This paper shows an elegant way to calculate barycentric coordinates ($w_1$ : $w_2$ : $w_3$) of a point $x_4$ with respect to a 3D triangle formed by three points $x_1$, $x_2$ and $x_3$ (given $\vec{x}_{ij} = \vec{x}_j - \vec{x}_i$):
$$ \begin{bmatrix} \vec{x}_{13} \cdot \vec{x}_{13} & \vec{x}_{13} \cdot \vec{x}_{23} \\ \vec{x}_{13} \cdot \vec{x}_{23} & \vec{x}_{23} \cdot \vec{x}_{23} \end{bmatrix} \begin{bmatrix} w_1 \\ w_2 \end{bmatrix} = \begin{bmatrix} \vec{x}_{13} \cdot \vec{x}_{43} \\ \vec{x}_{23} \cdot \vec{x}_{43} \end{bmatrix}\\ w_1 + w_2 + w_3 = 1 $$
Based on the barycentric coordinates definition:
$$ \vec{x}_{13} w_1 + \vec{x}_{23} w_2 = \vec{x}_{43} $$
So we can write this system of equations in the form of:
$$ (\vec{v} \cdot \vec{x}_{13}) w_1 + (\vec{v} \cdot \vec{x}_{23}) w_2 = (\vec{v} \cdot \vec{x}_{43}) $$
The nice thing about this system is that it works correctly even if the point $x_4$ doesn't lie on the triangle plane. However, there are 2 restrictions:
- $\vec{v}$ in different equations needs to be linearly independent.

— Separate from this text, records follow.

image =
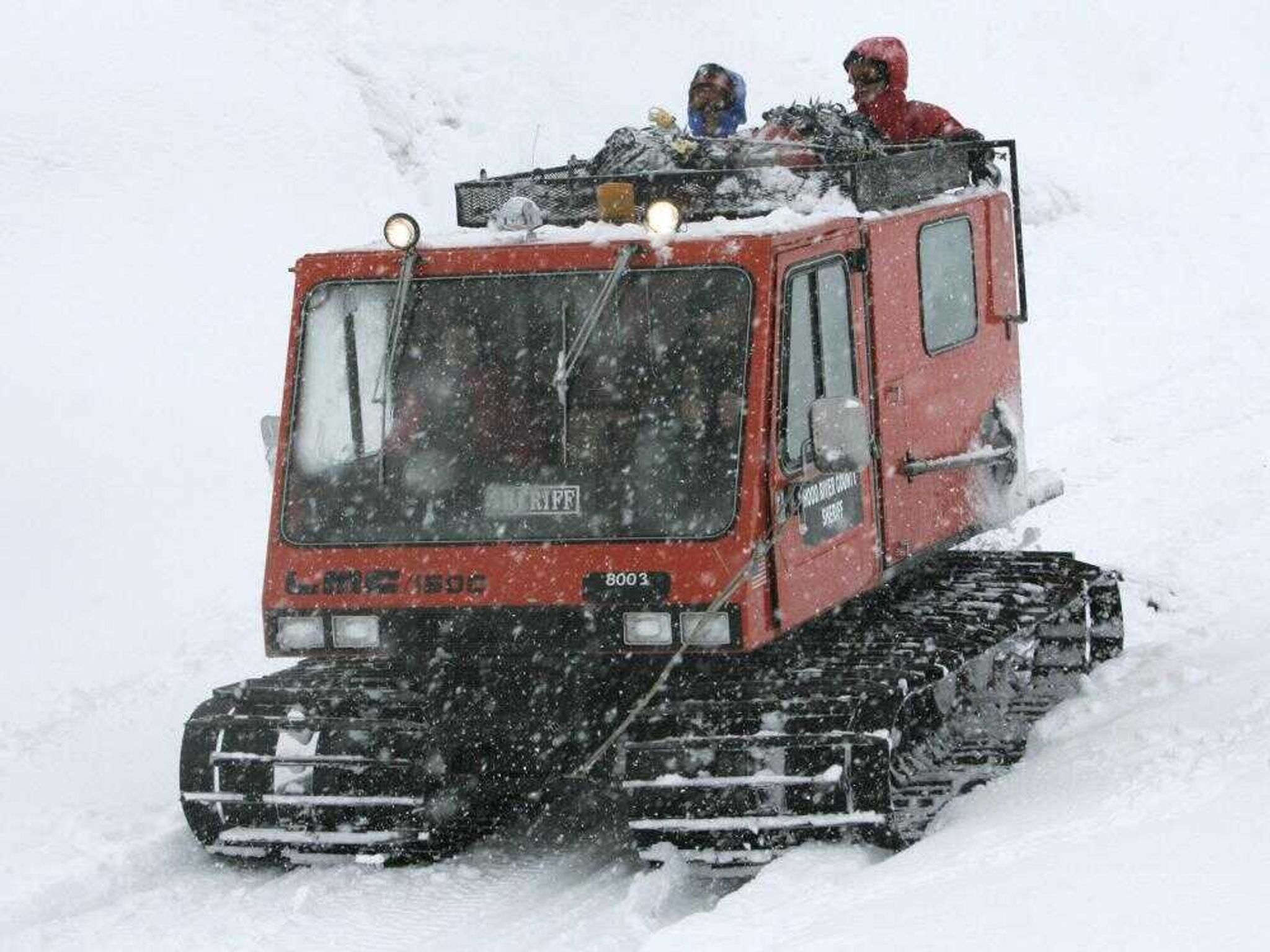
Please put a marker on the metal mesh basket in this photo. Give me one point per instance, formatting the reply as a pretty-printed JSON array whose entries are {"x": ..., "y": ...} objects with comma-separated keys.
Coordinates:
[{"x": 567, "y": 193}]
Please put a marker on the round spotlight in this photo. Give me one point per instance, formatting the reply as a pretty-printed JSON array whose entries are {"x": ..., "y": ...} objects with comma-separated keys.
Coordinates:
[
  {"x": 402, "y": 231},
  {"x": 662, "y": 218}
]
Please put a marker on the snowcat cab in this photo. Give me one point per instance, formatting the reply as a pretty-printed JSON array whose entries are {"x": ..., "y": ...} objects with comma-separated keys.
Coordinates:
[{"x": 671, "y": 505}]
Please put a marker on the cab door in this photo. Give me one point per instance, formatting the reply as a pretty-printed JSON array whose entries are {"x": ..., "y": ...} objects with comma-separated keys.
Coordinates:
[{"x": 827, "y": 545}]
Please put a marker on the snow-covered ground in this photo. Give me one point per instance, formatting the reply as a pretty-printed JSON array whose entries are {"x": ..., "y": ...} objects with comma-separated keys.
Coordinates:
[{"x": 159, "y": 170}]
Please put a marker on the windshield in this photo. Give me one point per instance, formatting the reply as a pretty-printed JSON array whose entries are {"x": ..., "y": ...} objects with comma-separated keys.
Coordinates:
[{"x": 469, "y": 441}]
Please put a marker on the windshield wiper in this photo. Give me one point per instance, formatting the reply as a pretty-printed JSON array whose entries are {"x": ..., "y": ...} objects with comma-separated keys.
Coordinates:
[
  {"x": 567, "y": 361},
  {"x": 391, "y": 348}
]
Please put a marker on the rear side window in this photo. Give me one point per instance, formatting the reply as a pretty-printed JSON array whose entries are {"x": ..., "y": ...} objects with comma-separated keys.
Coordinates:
[
  {"x": 945, "y": 254},
  {"x": 819, "y": 355}
]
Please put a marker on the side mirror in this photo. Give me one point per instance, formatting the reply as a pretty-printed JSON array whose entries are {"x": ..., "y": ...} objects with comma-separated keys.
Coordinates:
[
  {"x": 841, "y": 437},
  {"x": 270, "y": 437}
]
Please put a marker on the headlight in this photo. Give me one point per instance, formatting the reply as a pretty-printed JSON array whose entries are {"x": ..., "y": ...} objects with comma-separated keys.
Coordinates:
[
  {"x": 356, "y": 631},
  {"x": 662, "y": 218},
  {"x": 647, "y": 627},
  {"x": 301, "y": 632},
  {"x": 705, "y": 628},
  {"x": 402, "y": 231}
]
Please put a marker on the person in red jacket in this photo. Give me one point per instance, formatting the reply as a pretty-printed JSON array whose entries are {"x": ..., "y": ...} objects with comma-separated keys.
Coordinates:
[{"x": 878, "y": 69}]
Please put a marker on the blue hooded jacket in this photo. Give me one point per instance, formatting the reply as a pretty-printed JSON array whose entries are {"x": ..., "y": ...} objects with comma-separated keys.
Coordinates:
[{"x": 732, "y": 120}]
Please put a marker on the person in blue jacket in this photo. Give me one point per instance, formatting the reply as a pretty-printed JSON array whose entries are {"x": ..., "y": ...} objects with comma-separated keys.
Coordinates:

- $\vec{v}$ needs to be perpendicular to the triangle normal, hence $\vec{x}_{13}$ and $\vec{x}_{23}$ are chosen for $\vec{v}$. I have tested other value of $\vec{v}$ that is not perpendicular to the triangle normal and the results are not correct.
The question: Why does $\vec{v}$ need to be perpendicular to the triangle normal?